Figure 5. Loss of Keap1 contributes to LSCC pathogenesis by activating the Nrf2-ROS pathway.

(A) In vitro cell proliferation of K/P-LSCC and P-LSCC cells (N=3).

(B) In vivo tumor growth of K/P-LSCC and P-LSCC tumors (N=8).

(C) In vitro cell invasion of K/P-LSCC and P-LSCC cells (N=3).

(D) In vivo lung metastasis of K/P-LSCC and P-LSCC cells (N=6). Microscopic metastatic foci in the lung were counted.

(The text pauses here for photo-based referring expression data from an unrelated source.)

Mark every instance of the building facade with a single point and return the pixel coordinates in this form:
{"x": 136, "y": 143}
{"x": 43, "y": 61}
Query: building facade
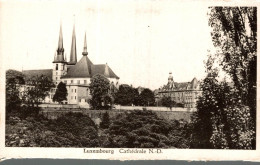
{"x": 186, "y": 93}
{"x": 75, "y": 74}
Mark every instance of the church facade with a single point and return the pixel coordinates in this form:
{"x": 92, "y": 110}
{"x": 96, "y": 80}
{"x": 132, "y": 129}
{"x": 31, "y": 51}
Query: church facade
{"x": 186, "y": 93}
{"x": 75, "y": 74}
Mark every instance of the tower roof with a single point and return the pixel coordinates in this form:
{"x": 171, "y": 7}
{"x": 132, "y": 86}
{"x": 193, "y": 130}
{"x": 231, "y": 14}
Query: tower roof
{"x": 60, "y": 43}
{"x": 59, "y": 57}
{"x": 73, "y": 51}
{"x": 85, "y": 51}
{"x": 85, "y": 69}
{"x": 81, "y": 69}
{"x": 194, "y": 83}
{"x": 106, "y": 72}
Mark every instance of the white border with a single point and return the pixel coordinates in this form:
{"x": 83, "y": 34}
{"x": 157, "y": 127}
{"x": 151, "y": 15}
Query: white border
{"x": 168, "y": 154}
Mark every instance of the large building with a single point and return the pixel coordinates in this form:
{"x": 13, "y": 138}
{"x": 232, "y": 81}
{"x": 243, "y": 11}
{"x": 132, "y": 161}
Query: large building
{"x": 186, "y": 93}
{"x": 75, "y": 74}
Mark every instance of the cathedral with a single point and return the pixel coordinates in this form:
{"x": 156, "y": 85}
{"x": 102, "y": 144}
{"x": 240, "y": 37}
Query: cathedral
{"x": 75, "y": 74}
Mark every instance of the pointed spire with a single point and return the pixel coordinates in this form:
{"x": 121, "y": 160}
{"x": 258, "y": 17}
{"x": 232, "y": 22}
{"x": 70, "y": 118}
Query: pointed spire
{"x": 59, "y": 57}
{"x": 60, "y": 44}
{"x": 73, "y": 51}
{"x": 106, "y": 73}
{"x": 85, "y": 51}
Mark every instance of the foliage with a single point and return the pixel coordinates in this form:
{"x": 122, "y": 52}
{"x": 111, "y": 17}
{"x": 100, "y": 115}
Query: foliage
{"x": 147, "y": 97}
{"x": 226, "y": 112}
{"x": 179, "y": 134}
{"x": 234, "y": 32}
{"x": 99, "y": 90}
{"x": 38, "y": 87}
{"x": 61, "y": 93}
{"x": 14, "y": 79}
{"x": 105, "y": 121}
{"x": 146, "y": 130}
{"x": 125, "y": 95}
{"x": 70, "y": 130}
{"x": 221, "y": 120}
{"x": 138, "y": 129}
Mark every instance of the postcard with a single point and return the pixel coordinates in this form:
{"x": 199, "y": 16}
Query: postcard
{"x": 129, "y": 80}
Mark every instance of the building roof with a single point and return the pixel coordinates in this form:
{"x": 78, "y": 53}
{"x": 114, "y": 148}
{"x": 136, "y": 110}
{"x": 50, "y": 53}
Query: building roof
{"x": 33, "y": 73}
{"x": 81, "y": 69}
{"x": 101, "y": 69}
{"x": 73, "y": 51}
{"x": 193, "y": 85}
{"x": 85, "y": 69}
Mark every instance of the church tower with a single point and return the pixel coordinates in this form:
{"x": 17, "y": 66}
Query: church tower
{"x": 73, "y": 51}
{"x": 59, "y": 63}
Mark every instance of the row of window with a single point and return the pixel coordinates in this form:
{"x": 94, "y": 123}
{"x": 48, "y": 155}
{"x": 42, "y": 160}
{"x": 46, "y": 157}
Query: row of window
{"x": 57, "y": 67}
{"x": 72, "y": 81}
{"x": 74, "y": 97}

(E) Enrichment plots for highly enriched gene sets from Gene Set Enrichment Analysis of RNA-Seq data (Supplementary Fig. S5A). Gene sets related to stem cells, ROS biology, NFkB and Notch are shown.

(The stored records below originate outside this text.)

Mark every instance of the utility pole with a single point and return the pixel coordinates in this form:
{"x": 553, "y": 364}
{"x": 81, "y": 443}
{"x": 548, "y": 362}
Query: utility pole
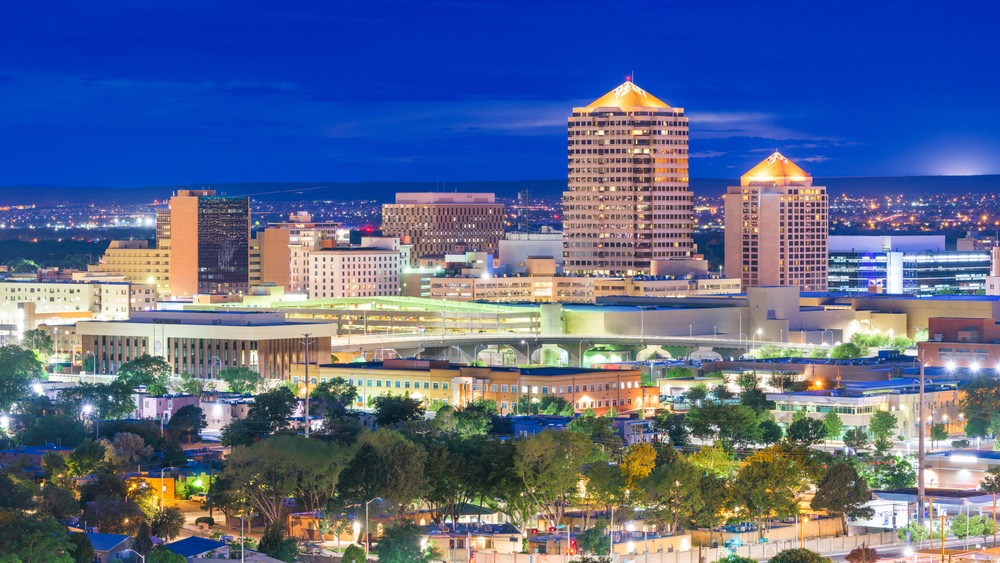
{"x": 920, "y": 450}
{"x": 308, "y": 342}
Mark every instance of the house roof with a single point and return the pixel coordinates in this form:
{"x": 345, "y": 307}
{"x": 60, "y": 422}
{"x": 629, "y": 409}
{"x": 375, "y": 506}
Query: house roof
{"x": 193, "y": 546}
{"x": 106, "y": 542}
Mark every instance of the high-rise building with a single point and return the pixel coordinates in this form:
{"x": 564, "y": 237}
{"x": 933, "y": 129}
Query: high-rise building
{"x": 354, "y": 272}
{"x": 776, "y": 227}
{"x": 627, "y": 202}
{"x": 209, "y": 242}
{"x": 280, "y": 253}
{"x": 138, "y": 263}
{"x": 444, "y": 223}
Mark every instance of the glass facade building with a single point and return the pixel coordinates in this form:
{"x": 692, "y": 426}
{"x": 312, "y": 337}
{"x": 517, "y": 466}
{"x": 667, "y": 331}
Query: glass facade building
{"x": 908, "y": 273}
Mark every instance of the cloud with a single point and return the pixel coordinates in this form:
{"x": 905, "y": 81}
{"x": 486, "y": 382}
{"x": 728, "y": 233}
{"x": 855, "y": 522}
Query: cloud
{"x": 720, "y": 125}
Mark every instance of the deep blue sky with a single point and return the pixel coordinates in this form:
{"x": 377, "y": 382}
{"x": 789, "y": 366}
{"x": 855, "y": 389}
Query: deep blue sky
{"x": 167, "y": 91}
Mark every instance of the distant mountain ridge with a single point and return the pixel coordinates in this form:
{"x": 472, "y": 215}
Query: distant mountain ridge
{"x": 385, "y": 191}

(F–G) FACS analysis (F) and bar graph (G) of intracellular ROS levels of K/P-LSCC and P-LSCC cells. ROS levels were measured by DCFDA staining.

(H) Expression of NFkB target genes in K/P-LSCC and P-LSCC cells assayed by qRT-PCR (N=3).

(I) Expression of Nrf2 target genes in K/P-LSCC and P-LSCC cells (N = 3).

(J) In vitro cell proliferation of K/P-LSCC and P-LSCC cells transduced with control or shNrf2-lentivirus (N = 3).

(K) In vivo growth of K/P-LSCC and P-LSCC tumors with and without shNrf2-lentivirus transduction (N=6).

(L) Expression of Notch1 target genes in K/P-LSCC and P-LSCC cells (N=3). All data from (A–D and H–L) are presented as mean ± S.E.M. (* P < 0.05, ** P < 0.01, *** P < 0.001).